Em audiência pública remota da Comissão de Meio Ambiente (CMA) nesta segunda-feira (21) sobre a poluição por plásticos descartáveis, representantes de organizações não-governamentais e da indústria do setor concordaram com a dimensão do problema, que afeta a natureza e a economia, e declararam esperar medidas de enfrentamento que incluem políticas públicas setoriais, incentivo à reciclagem e aprimoramento no planejamento de produtos. A audiência integrou as atividades da Campanha Junho Verde e foi realizada a requerimento do senador Fabiano Contarato (Rede-ES).

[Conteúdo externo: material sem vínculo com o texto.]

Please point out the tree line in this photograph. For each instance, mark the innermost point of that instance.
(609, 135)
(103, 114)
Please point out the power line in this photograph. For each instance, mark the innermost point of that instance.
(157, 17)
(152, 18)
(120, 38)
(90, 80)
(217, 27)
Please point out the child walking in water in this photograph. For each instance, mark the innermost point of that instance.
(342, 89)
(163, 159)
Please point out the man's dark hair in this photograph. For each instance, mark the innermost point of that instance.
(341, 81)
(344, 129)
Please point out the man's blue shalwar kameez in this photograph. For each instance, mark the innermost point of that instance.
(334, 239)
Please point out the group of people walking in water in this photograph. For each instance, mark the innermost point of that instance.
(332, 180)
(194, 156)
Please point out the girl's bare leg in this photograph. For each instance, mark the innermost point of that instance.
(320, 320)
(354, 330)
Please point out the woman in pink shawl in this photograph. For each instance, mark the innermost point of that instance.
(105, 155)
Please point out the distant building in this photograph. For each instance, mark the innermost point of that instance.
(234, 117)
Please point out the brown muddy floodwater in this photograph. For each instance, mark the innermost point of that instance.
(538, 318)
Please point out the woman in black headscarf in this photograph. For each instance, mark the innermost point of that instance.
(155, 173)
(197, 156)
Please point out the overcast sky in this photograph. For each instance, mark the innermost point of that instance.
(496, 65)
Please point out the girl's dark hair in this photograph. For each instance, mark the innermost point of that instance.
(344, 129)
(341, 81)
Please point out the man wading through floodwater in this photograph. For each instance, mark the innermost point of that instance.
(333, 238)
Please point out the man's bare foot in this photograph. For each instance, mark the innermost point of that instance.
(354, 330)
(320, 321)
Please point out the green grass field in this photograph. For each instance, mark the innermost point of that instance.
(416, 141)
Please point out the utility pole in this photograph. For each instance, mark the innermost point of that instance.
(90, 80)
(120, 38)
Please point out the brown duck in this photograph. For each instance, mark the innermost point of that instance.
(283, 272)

O professor André Barreto, coordenador do Programa de Monitoramento de Praias (PMP) da Petrobras em Santa Catarina, sublinhou a preocupação crescente da comunidade científica com o acúmulo de lixo marinho, especialmente na forma de plástico. A pesquisa é importante, segundo ele, porque somente o conhecimento do impacto sobre os animais é possível pensar em atividades de mitigação.

— O plástico tem uma grande permanência no ambiente, e sua produção em massa a partir da década de 1940 fez com que houvesse cada vez mais quantidade no nosso ambiente, porque ele também não se degrada. Isso facilita o acúmulo desse material. 

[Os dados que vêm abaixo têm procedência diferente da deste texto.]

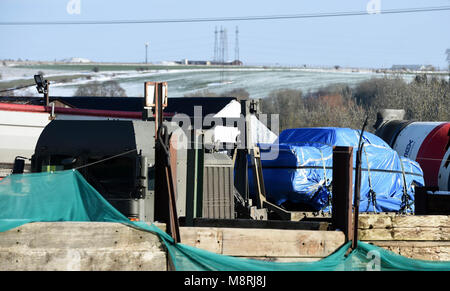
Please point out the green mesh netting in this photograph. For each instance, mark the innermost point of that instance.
(66, 196)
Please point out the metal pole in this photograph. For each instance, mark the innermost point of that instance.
(358, 186)
(342, 190)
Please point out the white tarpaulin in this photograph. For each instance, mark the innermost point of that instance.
(224, 134)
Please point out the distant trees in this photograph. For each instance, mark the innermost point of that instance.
(106, 89)
(423, 99)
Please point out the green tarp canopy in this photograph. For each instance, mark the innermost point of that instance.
(66, 196)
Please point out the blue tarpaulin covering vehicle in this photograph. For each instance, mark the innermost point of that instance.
(297, 168)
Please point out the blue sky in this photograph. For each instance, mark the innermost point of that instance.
(361, 41)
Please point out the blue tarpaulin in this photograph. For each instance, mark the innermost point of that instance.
(301, 171)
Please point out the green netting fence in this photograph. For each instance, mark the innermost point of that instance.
(66, 196)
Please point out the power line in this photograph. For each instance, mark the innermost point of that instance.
(234, 18)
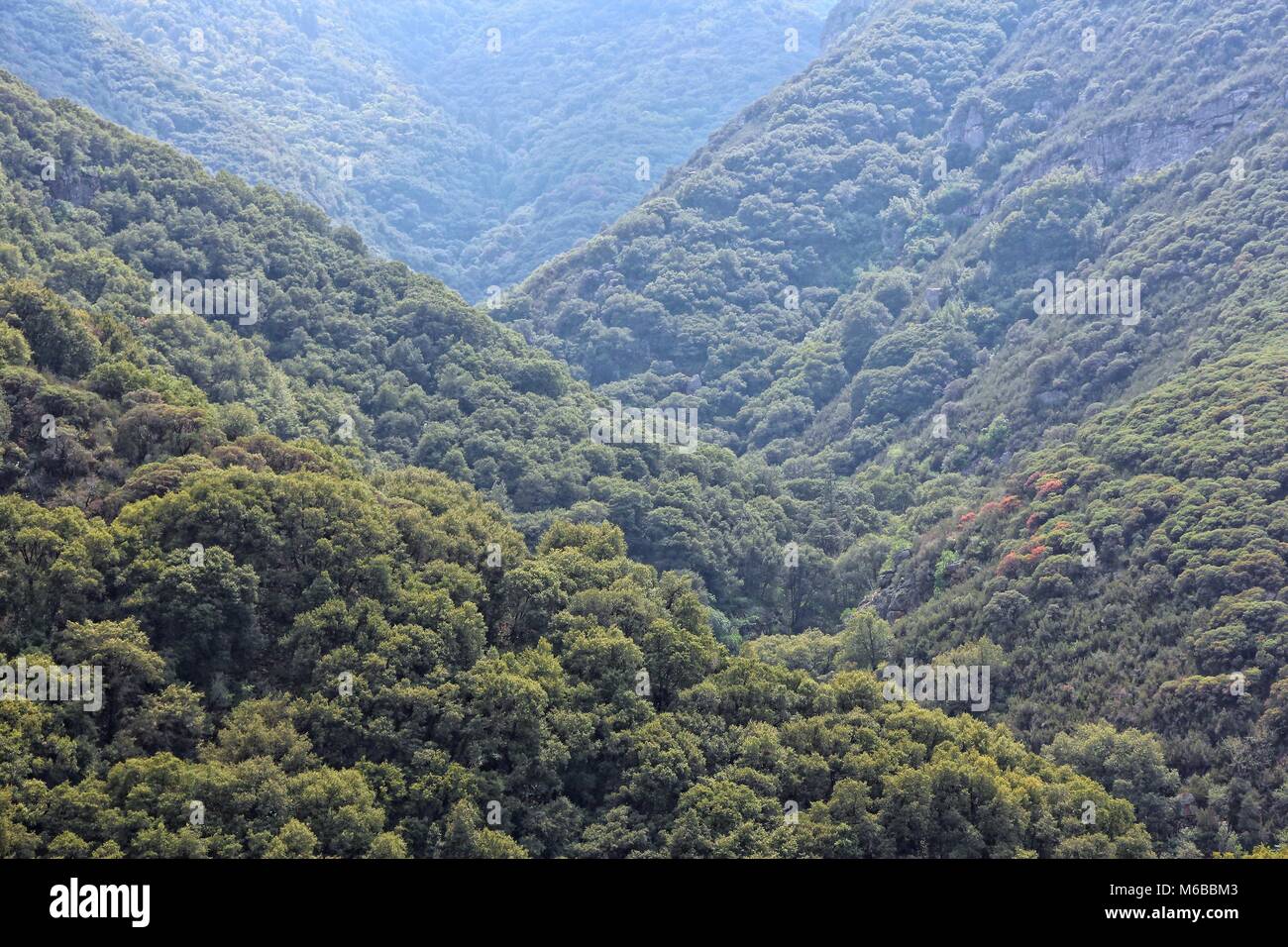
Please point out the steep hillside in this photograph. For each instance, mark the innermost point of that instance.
(301, 659)
(913, 192)
(471, 140)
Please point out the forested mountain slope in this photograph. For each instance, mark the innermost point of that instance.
(918, 462)
(1090, 500)
(307, 654)
(472, 140)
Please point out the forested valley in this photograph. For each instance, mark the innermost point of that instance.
(364, 582)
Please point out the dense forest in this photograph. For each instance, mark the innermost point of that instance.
(471, 140)
(364, 581)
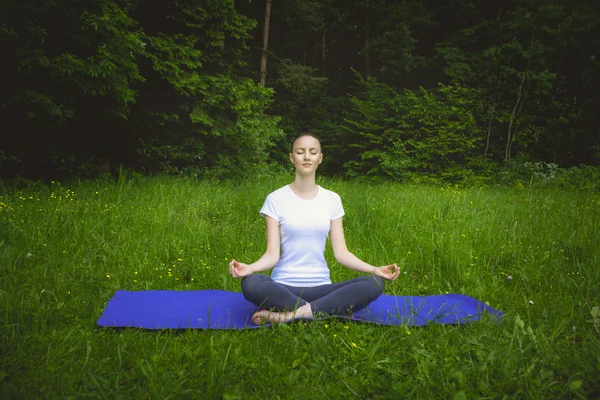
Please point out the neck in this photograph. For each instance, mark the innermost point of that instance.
(304, 184)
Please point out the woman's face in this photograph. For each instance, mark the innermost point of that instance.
(306, 154)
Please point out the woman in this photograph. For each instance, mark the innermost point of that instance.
(299, 217)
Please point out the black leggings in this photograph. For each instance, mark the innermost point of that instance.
(340, 298)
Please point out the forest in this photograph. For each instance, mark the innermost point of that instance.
(404, 90)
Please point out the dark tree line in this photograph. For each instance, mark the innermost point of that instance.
(396, 89)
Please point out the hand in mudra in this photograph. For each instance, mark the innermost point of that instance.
(238, 269)
(389, 272)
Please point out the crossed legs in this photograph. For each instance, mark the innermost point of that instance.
(283, 303)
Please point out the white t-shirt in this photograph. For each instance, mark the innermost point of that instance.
(304, 227)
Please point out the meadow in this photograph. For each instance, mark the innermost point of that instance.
(65, 248)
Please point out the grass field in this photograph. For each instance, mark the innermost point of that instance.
(66, 248)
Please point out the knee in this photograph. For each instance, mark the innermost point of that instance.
(378, 285)
(251, 285)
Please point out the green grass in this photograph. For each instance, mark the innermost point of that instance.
(66, 249)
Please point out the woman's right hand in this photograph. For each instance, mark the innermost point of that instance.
(239, 270)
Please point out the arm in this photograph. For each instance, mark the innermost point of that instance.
(349, 260)
(268, 260)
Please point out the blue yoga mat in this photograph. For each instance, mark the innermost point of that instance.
(218, 309)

Como exemplo do trabalho dos PMPs, Barreto mencionou que, de 265 tartarugas examinadas, 70% tinham resíduo de origem humana, e, desse resíduo, 89% eram plástico.

Roberto Rocha, representante do Movimento Nacional dos Catadores de Materiais Recicláveis, alertou para as condições de sobrevivência “desumana” a que a categoria é submetida, e avalia que a degradação por material plástico só não é maior pelo esforço desse “exército de trabalhadores e trabalhadoras”.

— É importante também que esses trabalhadores sejam cada vez mais reconhecidos como um trabalho essencial. Os catadores e catadoras de material reciclável fazem um trabalho essencial para o planeta.

Rocha também apelou à conscientização dos fabricantes de plásticos, que, em sua opinião, poderiam ajudar os catadores ao produzir materiais de maior potencial de reciclabilidade e valor mais elevado de comercialização.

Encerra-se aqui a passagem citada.